Within a year and a half of hard slog and harder terror though, I have learned to cycle, tried my uncoordinated hand at lawn bowls, hockey, netball and badminton, and battled lifelong aquaphobia to finally take – incredibly tentatively – to the water.  Amazingly, I have taken weightlifting and judo lessons with Olympians, enjoyed a private track session on the Sir Chris Hoy Velodrome and competed in my first triathlon alongside the Para-triathlon World Champion. Not so amazingly, I’ve broken bikes and bones, cried my way through a badminton match, and lost a few fingernails and a damn sight more pride along the way.  Particular highlights have been trying gymnastics with the circus and getting my ass handed to me by a primary school class of ten year-olds at pretty much every athletics event.  It’s been that sort of challenge.

But whether it’s leaving a Paula-shaped dent in the local cycle path or inspiring a presentation by the President of the Commonwealth Games Federation, HRH Prince Imran, this adventure has made its mark more than anyone really expected.  You see, this isn’t the story of a clumsy oaf falling over her own training-shoed feet in varying locations.  Okay, it isn’t just that.  It’s more the tale of a painfully-self-conscious wallflower leaving the brickwork, weeding out her insecurities and heading for the border of sporting prowess.  It’s also a call to action for everyone who has ever thought they can’t, to shake off the bonds of self-doubt, go outside and, well, can.  I now regularly update BBC Scotland listeners on my progress on the Macaulay and Co show - and Fred Macaulay himself took me along to try shooting recently for his new BBC 1 programme ( In short, it has been a crazy old year.

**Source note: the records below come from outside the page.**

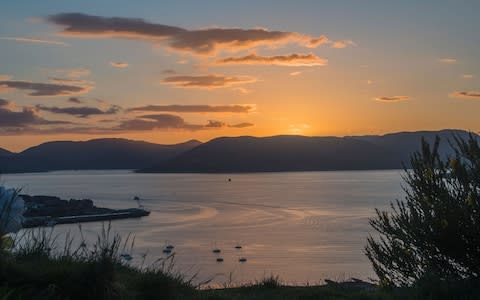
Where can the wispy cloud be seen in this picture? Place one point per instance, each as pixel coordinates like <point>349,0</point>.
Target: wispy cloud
<point>43,89</point>
<point>120,65</point>
<point>292,60</point>
<point>448,60</point>
<point>75,100</point>
<point>196,108</point>
<point>210,81</point>
<point>169,122</point>
<point>392,98</point>
<point>82,112</point>
<point>25,117</point>
<point>466,95</point>
<point>198,41</point>
<point>33,40</point>
<point>343,44</point>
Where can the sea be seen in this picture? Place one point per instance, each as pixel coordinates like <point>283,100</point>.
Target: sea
<point>303,227</point>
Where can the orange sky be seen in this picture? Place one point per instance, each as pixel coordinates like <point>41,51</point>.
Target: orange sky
<point>168,78</point>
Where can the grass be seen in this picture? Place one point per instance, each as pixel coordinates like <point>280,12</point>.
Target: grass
<point>37,269</point>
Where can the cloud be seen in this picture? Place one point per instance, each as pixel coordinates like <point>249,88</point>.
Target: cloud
<point>76,73</point>
<point>241,125</point>
<point>292,60</point>
<point>33,40</point>
<point>75,100</point>
<point>448,60</point>
<point>169,72</point>
<point>82,112</point>
<point>4,103</point>
<point>196,108</point>
<point>207,81</point>
<point>200,41</point>
<point>119,65</point>
<point>169,122</point>
<point>23,118</point>
<point>392,98</point>
<point>43,89</point>
<point>466,95</point>
<point>342,44</point>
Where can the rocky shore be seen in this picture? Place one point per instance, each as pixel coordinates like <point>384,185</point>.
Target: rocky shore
<point>49,210</point>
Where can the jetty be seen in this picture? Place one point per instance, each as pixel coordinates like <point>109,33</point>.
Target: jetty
<point>49,211</point>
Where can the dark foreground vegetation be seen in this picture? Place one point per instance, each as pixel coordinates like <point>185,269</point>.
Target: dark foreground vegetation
<point>426,247</point>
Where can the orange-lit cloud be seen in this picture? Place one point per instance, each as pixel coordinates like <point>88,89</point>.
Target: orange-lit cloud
<point>200,41</point>
<point>466,95</point>
<point>307,60</point>
<point>392,98</point>
<point>168,122</point>
<point>210,81</point>
<point>448,60</point>
<point>82,112</point>
<point>342,44</point>
<point>75,100</point>
<point>120,65</point>
<point>33,40</point>
<point>43,89</point>
<point>196,108</point>
<point>21,119</point>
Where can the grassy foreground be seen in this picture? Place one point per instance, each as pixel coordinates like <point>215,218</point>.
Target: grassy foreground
<point>35,269</point>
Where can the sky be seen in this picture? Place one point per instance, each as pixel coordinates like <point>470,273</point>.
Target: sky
<point>171,71</point>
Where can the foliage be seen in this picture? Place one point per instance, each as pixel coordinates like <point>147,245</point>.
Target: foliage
<point>434,232</point>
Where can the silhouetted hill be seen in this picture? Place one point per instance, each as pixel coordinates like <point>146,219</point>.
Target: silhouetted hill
<point>93,154</point>
<point>300,153</point>
<point>4,152</point>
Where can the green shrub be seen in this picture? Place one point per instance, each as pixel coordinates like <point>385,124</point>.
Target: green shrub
<point>435,231</point>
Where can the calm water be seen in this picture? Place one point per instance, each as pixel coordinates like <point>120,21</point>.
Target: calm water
<point>303,226</point>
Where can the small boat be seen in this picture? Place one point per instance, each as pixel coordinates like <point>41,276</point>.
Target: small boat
<point>126,256</point>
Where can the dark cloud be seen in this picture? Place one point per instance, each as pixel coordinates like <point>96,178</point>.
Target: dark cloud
<point>43,89</point>
<point>24,118</point>
<point>292,60</point>
<point>82,112</point>
<point>207,81</point>
<point>392,98</point>
<point>196,108</point>
<point>466,95</point>
<point>32,40</point>
<point>75,100</point>
<point>201,41</point>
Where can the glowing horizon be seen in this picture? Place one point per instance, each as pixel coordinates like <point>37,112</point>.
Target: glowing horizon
<point>169,72</point>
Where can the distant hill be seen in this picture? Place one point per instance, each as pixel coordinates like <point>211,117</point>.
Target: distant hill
<point>300,153</point>
<point>93,154</point>
<point>4,152</point>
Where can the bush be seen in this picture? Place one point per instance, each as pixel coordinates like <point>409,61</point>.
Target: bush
<point>435,231</point>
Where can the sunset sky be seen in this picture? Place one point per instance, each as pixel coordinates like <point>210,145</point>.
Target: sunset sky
<point>170,71</point>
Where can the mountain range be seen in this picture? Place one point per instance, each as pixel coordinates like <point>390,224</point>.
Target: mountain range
<point>229,154</point>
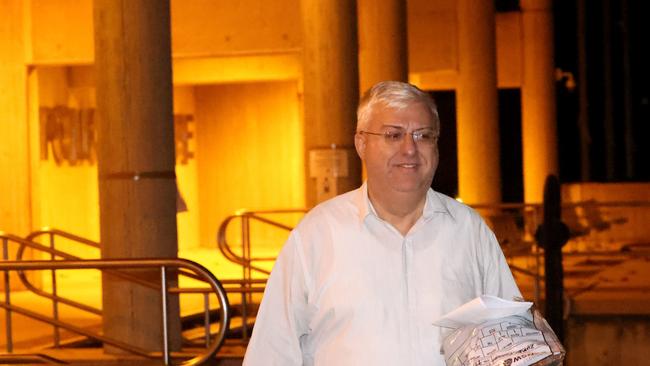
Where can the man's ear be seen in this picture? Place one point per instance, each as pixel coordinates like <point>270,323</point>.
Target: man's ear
<point>360,145</point>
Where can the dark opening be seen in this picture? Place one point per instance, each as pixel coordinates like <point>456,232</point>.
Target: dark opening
<point>510,155</point>
<point>446,178</point>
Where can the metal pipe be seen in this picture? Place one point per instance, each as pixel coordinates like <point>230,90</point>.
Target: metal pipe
<point>5,255</point>
<point>206,318</point>
<point>163,293</point>
<point>55,303</point>
<point>114,264</point>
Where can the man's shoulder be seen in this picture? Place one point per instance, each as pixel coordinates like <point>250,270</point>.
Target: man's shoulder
<point>459,211</point>
<point>338,209</point>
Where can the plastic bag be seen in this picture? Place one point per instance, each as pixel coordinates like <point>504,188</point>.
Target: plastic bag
<point>510,341</point>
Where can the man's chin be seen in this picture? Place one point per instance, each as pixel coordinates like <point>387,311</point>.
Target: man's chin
<point>410,188</point>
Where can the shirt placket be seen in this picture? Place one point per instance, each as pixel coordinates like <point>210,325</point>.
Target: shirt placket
<point>410,296</point>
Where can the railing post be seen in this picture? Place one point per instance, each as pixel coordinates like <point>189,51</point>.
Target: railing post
<point>5,256</point>
<point>206,318</point>
<point>55,301</point>
<point>163,293</point>
<point>246,247</point>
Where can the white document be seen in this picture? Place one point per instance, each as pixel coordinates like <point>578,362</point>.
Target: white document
<point>481,309</point>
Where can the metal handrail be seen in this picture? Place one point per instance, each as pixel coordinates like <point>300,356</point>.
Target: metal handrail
<point>143,263</point>
<point>245,260</point>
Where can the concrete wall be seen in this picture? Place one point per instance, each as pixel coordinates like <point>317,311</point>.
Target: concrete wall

But where has this journey left little stressed Paula?  I still blink so much that I need pebbles in my pockets to keep me grounded but nowadays, instead of hiding away and limiting life’s opportunities, I wear my nerves as a badge of achievement, proud of every little step towards confidence in spite of my anxiety.

And somehow, things don’t seem so difficult.  Sure, I still fall over my own shadow most days, and I’ll never be a medal-wearing athlete, but I’ve come to realise that being the worst at something is often better than being the best.  I’m not quite comfortable saying that my silly challenge has inspired folk, but I know that many reluctant try-ers have returned to their particular field or attempted new activities after watching me tumble my way to one finish line or another (action replays available at:  It seems, when there’s someone out there showing you how bad you could never be, it’s much easier to give new things a try. 
I plan to keep going with my challenge after Glasgow 2014, trying every new thing out there, braving the world on behalf of all those who, like young Paula, aren’t quite ready to do so themselves. My world was once very small, through choice as much as necessity, but now, it seems, it’s growing every day.   And somehow I’m managing to foster that growth in the lives of many others too.  As only one shy, five-feet-nothing girl from a flat in Glasgow, I think that’s pretty special.

It’s true, I’m not a superhero, but then, neither am I an athlete and yet, here I am, sixteen sports down with a few Olympians among my supporter list and my gurning face all over the papers. I'm an ordinary person with an extraordinary story – and other ordinary people seem to really respond to that. 

I don’t own a cape, I’ve never rescued a damsel (hell, I’ve never met one), and I wouldn’t even know what to do with a batarang.

But I have overthrown my own worst enemy.  And surely that earns me some superhero points."